La meilleure solution : installer des lanceurs de pointes ou des armes similaires dans le cockpit d’un hélicoptère Black Hawk. Pilotez le Spike Hawk (Sikorsky appelle leur version le “Quiver”) à quelques kilomètres derrière les Apaches pour faire face aux menaces à longue portée trop dangereuses pour un engagement direct. Le maintien de l’appui-feu sous le contrôle organique de la structure de commandement de l’aviation résout les problèmes courants auxquels les hélicoptères sont confrontés avec l’artillerie conventionnelle : portée, priorité, communications et coordination.
Éprouvé au combat
Les hélicoptères ont déjà supprimé les défenses aériennes. En 1991, des hélicoptères Apache ont effectué la première frappe de Desert Storm. Volant à 15 mètres du sol dans l’obscurité totale, ils se sont approchés des radars d’alerte irakiens, sans préparation pour les hélicoptères à basse altitude. La grève a ouvert la voie à la campagne aérienne.

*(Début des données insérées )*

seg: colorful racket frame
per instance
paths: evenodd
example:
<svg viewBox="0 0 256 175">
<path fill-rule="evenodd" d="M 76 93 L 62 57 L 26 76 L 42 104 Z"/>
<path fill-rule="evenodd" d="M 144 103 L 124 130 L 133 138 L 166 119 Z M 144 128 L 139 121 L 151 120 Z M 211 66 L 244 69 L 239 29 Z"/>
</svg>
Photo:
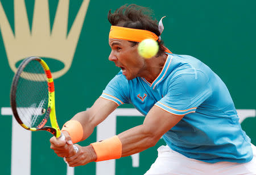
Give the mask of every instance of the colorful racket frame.
<svg viewBox="0 0 256 175">
<path fill-rule="evenodd" d="M 19 79 L 21 78 L 22 73 L 26 66 L 31 61 L 36 60 L 38 61 L 43 68 L 46 73 L 48 88 L 48 102 L 46 114 L 42 122 L 36 127 L 29 127 L 24 124 L 19 116 L 16 103 L 16 91 Z M 55 111 L 55 98 L 53 80 L 52 77 L 49 66 L 42 59 L 38 57 L 30 57 L 24 59 L 18 68 L 17 72 L 14 76 L 11 88 L 11 106 L 13 113 L 18 123 L 23 128 L 27 130 L 36 131 L 39 130 L 45 130 L 52 134 L 55 137 L 59 138 L 61 132 L 57 122 Z M 45 126 L 47 120 L 50 118 L 52 127 Z"/>
</svg>

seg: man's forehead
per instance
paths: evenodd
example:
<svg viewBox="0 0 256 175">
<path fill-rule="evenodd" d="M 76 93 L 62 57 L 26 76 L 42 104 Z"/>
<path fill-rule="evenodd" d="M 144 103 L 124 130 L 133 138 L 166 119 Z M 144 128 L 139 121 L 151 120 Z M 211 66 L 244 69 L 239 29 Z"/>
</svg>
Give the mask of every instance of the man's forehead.
<svg viewBox="0 0 256 175">
<path fill-rule="evenodd" d="M 109 38 L 109 43 L 110 45 L 113 44 L 125 44 L 126 43 L 127 43 L 128 41 L 121 40 L 119 39 L 115 39 L 115 38 Z"/>
</svg>

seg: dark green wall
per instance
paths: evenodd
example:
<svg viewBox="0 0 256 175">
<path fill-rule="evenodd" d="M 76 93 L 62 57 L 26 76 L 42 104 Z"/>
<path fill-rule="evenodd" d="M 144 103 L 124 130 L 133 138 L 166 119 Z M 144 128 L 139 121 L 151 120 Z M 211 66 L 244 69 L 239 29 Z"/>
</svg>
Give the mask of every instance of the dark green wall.
<svg viewBox="0 0 256 175">
<path fill-rule="evenodd" d="M 24 1 L 31 28 L 35 1 Z M 70 1 L 68 31 L 82 1 Z M 1 3 L 14 31 L 14 3 L 9 0 L 1 0 Z M 110 9 L 115 10 L 127 3 L 137 3 L 152 9 L 158 20 L 166 15 L 163 19 L 164 30 L 162 36 L 166 46 L 174 53 L 195 56 L 210 66 L 226 84 L 237 109 L 256 109 L 256 59 L 254 53 L 256 49 L 255 1 L 91 0 L 71 66 L 67 73 L 55 80 L 56 113 L 60 126 L 76 113 L 92 105 L 108 82 L 118 72 L 119 69 L 108 60 L 110 25 L 107 14 Z M 49 1 L 51 26 L 57 5 L 58 1 Z M 0 16 L 1 18 L 3 16 Z M 10 107 L 10 87 L 14 72 L 8 63 L 2 30 L 0 35 L 0 108 Z M 51 60 L 47 63 L 52 69 L 60 66 Z M 132 106 L 125 105 L 121 107 Z M 10 174 L 11 116 L 2 115 L 0 121 L 2 131 L 1 149 L 3 151 L 0 164 L 3 173 L 1 174 Z M 119 133 L 142 122 L 143 118 L 140 116 L 118 117 L 117 132 Z M 253 118 L 248 118 L 242 123 L 254 144 L 256 144 L 255 124 L 256 119 Z M 95 141 L 96 132 L 81 144 L 86 145 Z M 45 132 L 32 134 L 31 174 L 65 173 L 65 163 L 49 148 L 48 140 L 51 137 Z M 130 157 L 117 160 L 116 174 L 131 174 L 130 172 L 143 174 L 154 161 L 156 148 L 162 144 L 164 143 L 161 140 L 155 147 L 141 153 L 138 168 L 131 166 Z M 42 169 L 43 166 L 46 168 Z M 95 169 L 95 163 L 90 163 L 76 168 L 75 174 L 94 174 Z"/>
</svg>

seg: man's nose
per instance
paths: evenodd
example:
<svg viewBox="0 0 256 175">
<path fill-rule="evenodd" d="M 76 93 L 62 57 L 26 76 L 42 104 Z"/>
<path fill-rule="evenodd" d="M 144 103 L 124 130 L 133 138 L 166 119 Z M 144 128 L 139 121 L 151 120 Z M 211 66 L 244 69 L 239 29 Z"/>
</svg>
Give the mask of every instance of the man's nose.
<svg viewBox="0 0 256 175">
<path fill-rule="evenodd" d="M 109 56 L 109 61 L 112 61 L 117 60 L 117 57 L 114 54 L 114 52 L 113 51 L 111 51 L 110 54 Z"/>
</svg>

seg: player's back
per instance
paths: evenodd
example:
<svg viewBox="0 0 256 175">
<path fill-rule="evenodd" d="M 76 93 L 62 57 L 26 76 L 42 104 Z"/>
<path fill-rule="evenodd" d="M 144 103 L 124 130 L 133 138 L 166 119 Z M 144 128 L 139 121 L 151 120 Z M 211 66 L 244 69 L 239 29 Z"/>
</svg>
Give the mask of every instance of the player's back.
<svg viewBox="0 0 256 175">
<path fill-rule="evenodd" d="M 167 144 L 187 157 L 209 163 L 250 161 L 252 158 L 250 140 L 241 127 L 225 84 L 200 60 L 187 55 L 173 56 L 173 70 L 169 78 L 175 82 L 179 76 L 183 79 L 188 77 L 185 79 L 189 82 L 188 93 L 193 89 L 201 89 L 202 93 L 208 95 L 203 100 L 197 101 L 200 101 L 198 106 L 190 106 L 196 107 L 195 113 L 185 115 L 163 136 Z M 201 82 L 200 79 L 206 83 L 197 83 Z M 199 93 L 192 98 L 196 99 L 197 96 L 199 98 L 201 95 Z M 191 104 L 197 102 L 196 99 Z"/>
</svg>

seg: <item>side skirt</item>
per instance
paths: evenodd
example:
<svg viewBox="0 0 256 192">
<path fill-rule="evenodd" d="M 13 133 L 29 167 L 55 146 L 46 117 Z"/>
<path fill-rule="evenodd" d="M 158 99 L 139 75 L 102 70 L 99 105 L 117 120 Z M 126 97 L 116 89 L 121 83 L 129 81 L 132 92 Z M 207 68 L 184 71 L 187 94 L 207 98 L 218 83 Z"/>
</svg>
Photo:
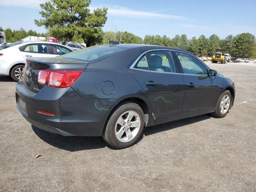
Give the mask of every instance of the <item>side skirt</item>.
<svg viewBox="0 0 256 192">
<path fill-rule="evenodd" d="M 167 123 L 168 122 L 170 122 L 171 121 L 179 120 L 180 119 L 189 118 L 190 117 L 198 116 L 198 115 L 204 115 L 204 114 L 207 114 L 208 113 L 212 113 L 214 112 L 214 110 L 212 110 L 210 111 L 204 111 L 203 112 L 200 112 L 199 113 L 193 113 L 192 114 L 188 114 L 184 115 L 180 115 L 179 116 L 176 116 L 175 117 L 171 117 L 168 118 L 158 117 L 153 122 L 153 124 L 148 124 L 147 125 L 147 126 L 148 127 L 149 126 L 152 126 L 153 125 L 158 125 L 162 123 Z"/>
</svg>

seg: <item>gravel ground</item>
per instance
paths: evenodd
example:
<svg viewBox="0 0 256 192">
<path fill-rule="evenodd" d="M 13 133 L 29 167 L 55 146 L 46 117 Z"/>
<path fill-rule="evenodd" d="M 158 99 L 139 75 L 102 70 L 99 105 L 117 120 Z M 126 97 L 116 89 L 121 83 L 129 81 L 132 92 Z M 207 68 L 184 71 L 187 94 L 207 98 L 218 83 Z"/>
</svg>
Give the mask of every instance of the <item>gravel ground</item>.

Deux décennies plus tard, lors des opérations de l’OTAN en Libye, les hélicoptères d’attaque ont réussi à éliminer les missiles sol-air et l’artillerie antiaérienne restants après le succès d’une campagne de répression plus vaste. Ces opérations démontrent deux cas d’utilisation : les frappes pénétrantes à longue portée sur des sites radars stratégiques et l’élimination des systèmes de défense aérienne autosuffisants restants.
La voie à suivre
Il est temps pour les pilotes et les planificateurs de l’Armée de repenser leur formation et leur culture. Les missiles sol-air ne peuvent plus constituer des obstacles à la mission, mais doivent en faire partie intégrante. L’état d’esprit du pilote doit passer de positions défensives à des opérations offensives délibérées.
Le modèle du cercle rouge d’analyse du champ de bataille n’est pas viable. Les missiles sol-air présentent des limites pratiques que les profils de vol des hélicoptères peuvent exploiter. Cela nécessite une approche de formation plus complète que la simple familiarisation avec le véhicule et la mémorisation de son autonomie.
Les planificateurs de l’armée doivent mieux comprendre les capacités de suppression de la défense aérienne amie, notamment au-delà des effets cinétiques. Comparées à l’armée de l’air et à la marine, les forces terrestres des États-Unis et de l’OTAN ont une compréhension sous-développée de la contribution de la guerre électronique au combat.
La lutte contre les drones représente un autre défi. Les drones élargissent les capacités de défense aérienne, saturant l’espace aérien de moyens de surveillance et d’armes potentielles ciblant les avions bas et lents. Cependant, la crainte que des essaims de drones bon marché rendent le champ de bataille impraticable s’est révélée largement infondée en Ukraine. Des rapports open source montrent que les tirs de drones sur des hélicoptères ne se produisent que très rarement : deux fois en 2024 et une fois en 2025.
Dans les guerres futures, les hélicoptères doivent être capables de supprimer les défenses aériennes ennemies, sinon ils ne seront pas en mesure de mener à bien leurs missions de base. Développer aujourd’hui une mission centrée sur la suppression est le seul moyen de garantir que les hélicoptères participent à la bataille à venir plutôt que de regarder de côté. L’alternative est l’obsolescence.
Steven Olguin est un ancien sous-officier de l’armée et pilote d’hélicoptère Apache. Il travaille actuellement dans la division Aviation Threat Simulation and Modeling Aircraft du Naval Air Warfare Center.
Les opinions exprimées sont celles de l’auteur et ne reflètent pas la position officielle du gouvernement des États-Unis ou du ministère de la Défense.
**Veuillez noter qu’en ce qui concerne le style de la maison, Guerre contre les rochers Il n’utilisera pas un nom différent pour le Département américain de la Défense, à moins que ce nom ne soit modifié par une loi du Congrès américain.